The FM sound is one of the load-bearing textures of house: the glassy electric pianos, the bell tones, the metallic basses that ran through 80s pop and straight into the dance records that followed. That sound came off the Yamaha DX7, and for decades getting it out of hardware meant either an old DX7 with its infamous menu diving or one of the pricier modern clones. M-VAVE just dropped a desktop box that does it for about 60 dollars.

What is actually inside the FM-1?

A six-operator FM engine, all sine waves, wired through the 32 classic algorithms that anyone who has touched a DX7 will recognise. It is polyphonic up to 12 voices with 128 presets on board, so you can pull up an electric piano or a bell stack without programming a thing. Around the engine sits an effects chain, a 16-step sequencer, an arpeggiator and deeper editing tools if you want to get into the operators yourself.
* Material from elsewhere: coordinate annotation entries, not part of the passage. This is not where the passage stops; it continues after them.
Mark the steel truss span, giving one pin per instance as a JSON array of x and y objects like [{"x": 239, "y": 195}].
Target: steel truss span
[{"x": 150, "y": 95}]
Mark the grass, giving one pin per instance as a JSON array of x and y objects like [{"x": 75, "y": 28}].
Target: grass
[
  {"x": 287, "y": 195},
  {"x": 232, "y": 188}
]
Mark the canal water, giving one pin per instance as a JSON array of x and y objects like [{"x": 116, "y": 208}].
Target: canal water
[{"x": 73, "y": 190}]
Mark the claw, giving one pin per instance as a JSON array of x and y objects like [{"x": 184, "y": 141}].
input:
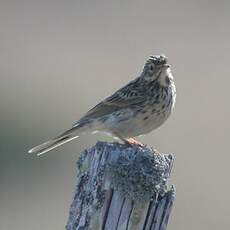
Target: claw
[{"x": 132, "y": 141}]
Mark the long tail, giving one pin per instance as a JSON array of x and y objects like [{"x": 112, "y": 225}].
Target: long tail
[{"x": 65, "y": 137}]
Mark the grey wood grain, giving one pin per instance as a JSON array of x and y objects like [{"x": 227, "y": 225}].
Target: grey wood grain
[{"x": 121, "y": 187}]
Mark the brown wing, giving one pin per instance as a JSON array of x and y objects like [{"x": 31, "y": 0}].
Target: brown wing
[{"x": 123, "y": 98}]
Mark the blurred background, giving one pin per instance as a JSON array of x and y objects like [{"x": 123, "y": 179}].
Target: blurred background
[{"x": 60, "y": 58}]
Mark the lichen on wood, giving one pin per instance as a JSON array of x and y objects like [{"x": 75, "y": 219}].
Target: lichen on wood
[{"x": 121, "y": 187}]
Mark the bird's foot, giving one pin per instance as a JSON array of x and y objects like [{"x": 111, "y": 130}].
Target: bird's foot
[{"x": 132, "y": 141}]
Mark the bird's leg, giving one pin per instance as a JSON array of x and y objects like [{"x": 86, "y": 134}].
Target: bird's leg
[{"x": 132, "y": 141}]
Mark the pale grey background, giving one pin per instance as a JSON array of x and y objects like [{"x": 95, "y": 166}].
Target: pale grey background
[{"x": 59, "y": 58}]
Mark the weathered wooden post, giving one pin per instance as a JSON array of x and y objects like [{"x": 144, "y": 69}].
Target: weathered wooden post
[{"x": 122, "y": 187}]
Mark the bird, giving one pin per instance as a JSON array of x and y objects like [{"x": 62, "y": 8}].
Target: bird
[{"x": 139, "y": 107}]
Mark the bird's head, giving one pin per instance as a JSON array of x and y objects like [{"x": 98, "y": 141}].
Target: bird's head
[{"x": 157, "y": 68}]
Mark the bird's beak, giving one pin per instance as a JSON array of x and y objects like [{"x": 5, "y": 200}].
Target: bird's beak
[{"x": 166, "y": 66}]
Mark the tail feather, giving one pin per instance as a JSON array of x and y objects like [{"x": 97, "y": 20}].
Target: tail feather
[{"x": 67, "y": 136}]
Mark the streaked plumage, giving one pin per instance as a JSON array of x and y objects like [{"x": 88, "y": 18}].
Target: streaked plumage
[{"x": 138, "y": 108}]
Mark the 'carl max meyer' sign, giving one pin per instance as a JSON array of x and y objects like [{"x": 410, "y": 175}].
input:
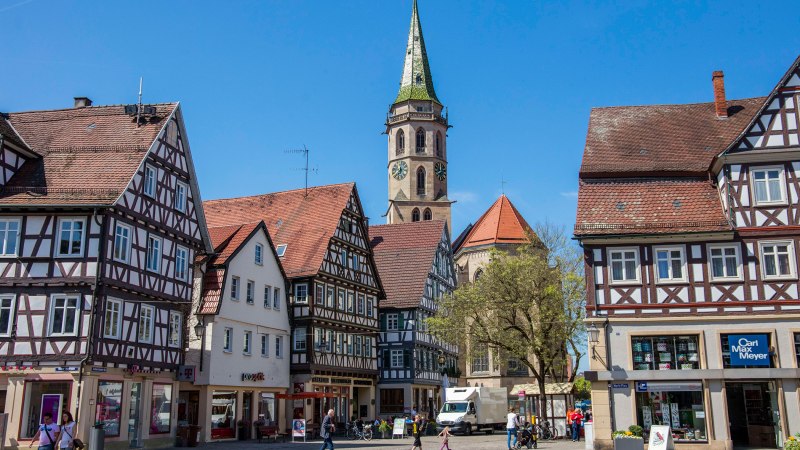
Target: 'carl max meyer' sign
[{"x": 749, "y": 350}]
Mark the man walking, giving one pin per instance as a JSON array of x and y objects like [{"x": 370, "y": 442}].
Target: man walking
[{"x": 327, "y": 430}]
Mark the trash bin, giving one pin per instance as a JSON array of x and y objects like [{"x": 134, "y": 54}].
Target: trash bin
[
  {"x": 194, "y": 435},
  {"x": 97, "y": 437}
]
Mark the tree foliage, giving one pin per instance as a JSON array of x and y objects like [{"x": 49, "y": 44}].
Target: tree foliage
[{"x": 527, "y": 305}]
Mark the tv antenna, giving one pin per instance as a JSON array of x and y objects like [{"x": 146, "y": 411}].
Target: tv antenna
[{"x": 304, "y": 151}]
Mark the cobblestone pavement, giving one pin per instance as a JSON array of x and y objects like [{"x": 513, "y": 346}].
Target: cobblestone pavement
[{"x": 476, "y": 442}]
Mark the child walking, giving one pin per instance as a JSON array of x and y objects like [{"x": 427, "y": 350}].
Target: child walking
[{"x": 445, "y": 435}]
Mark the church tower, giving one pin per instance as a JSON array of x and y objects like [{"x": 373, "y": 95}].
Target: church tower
[{"x": 417, "y": 132}]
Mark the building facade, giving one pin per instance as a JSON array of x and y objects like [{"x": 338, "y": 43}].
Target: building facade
[
  {"x": 415, "y": 262},
  {"x": 101, "y": 219},
  {"x": 688, "y": 218},
  {"x": 242, "y": 352},
  {"x": 321, "y": 238},
  {"x": 417, "y": 131}
]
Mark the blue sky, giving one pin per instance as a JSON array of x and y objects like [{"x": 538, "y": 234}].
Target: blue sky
[{"x": 519, "y": 78}]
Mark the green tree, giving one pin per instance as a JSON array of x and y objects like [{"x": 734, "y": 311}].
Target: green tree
[{"x": 527, "y": 305}]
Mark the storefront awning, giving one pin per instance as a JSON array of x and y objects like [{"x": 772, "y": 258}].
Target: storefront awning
[
  {"x": 305, "y": 395},
  {"x": 549, "y": 389}
]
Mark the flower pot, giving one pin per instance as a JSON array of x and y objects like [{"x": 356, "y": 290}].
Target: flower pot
[{"x": 628, "y": 444}]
FM has always been prized for glassy, metallic and percussive tones, but it usually hides in menus. Getting it in cheap hardware is rare.

Is it actually gig-ready?

The FM-1 is small, 16 by 9 cm, with eight knobs, a colour TFT screen, 14 menu buttons and 27 silicone mini-keys with menu shortcuts. There is a built-in 2000mAh battery good for around 12 hours, and a speaker that mutes the second you plug in headphones, so it works on a couch with no cables. A 3.5mm MIDI input lets external gear drive it, and USB-C runs as a composite USB Audio plus USB MIDI device, so it slots into a DAW as both an interface and a controller.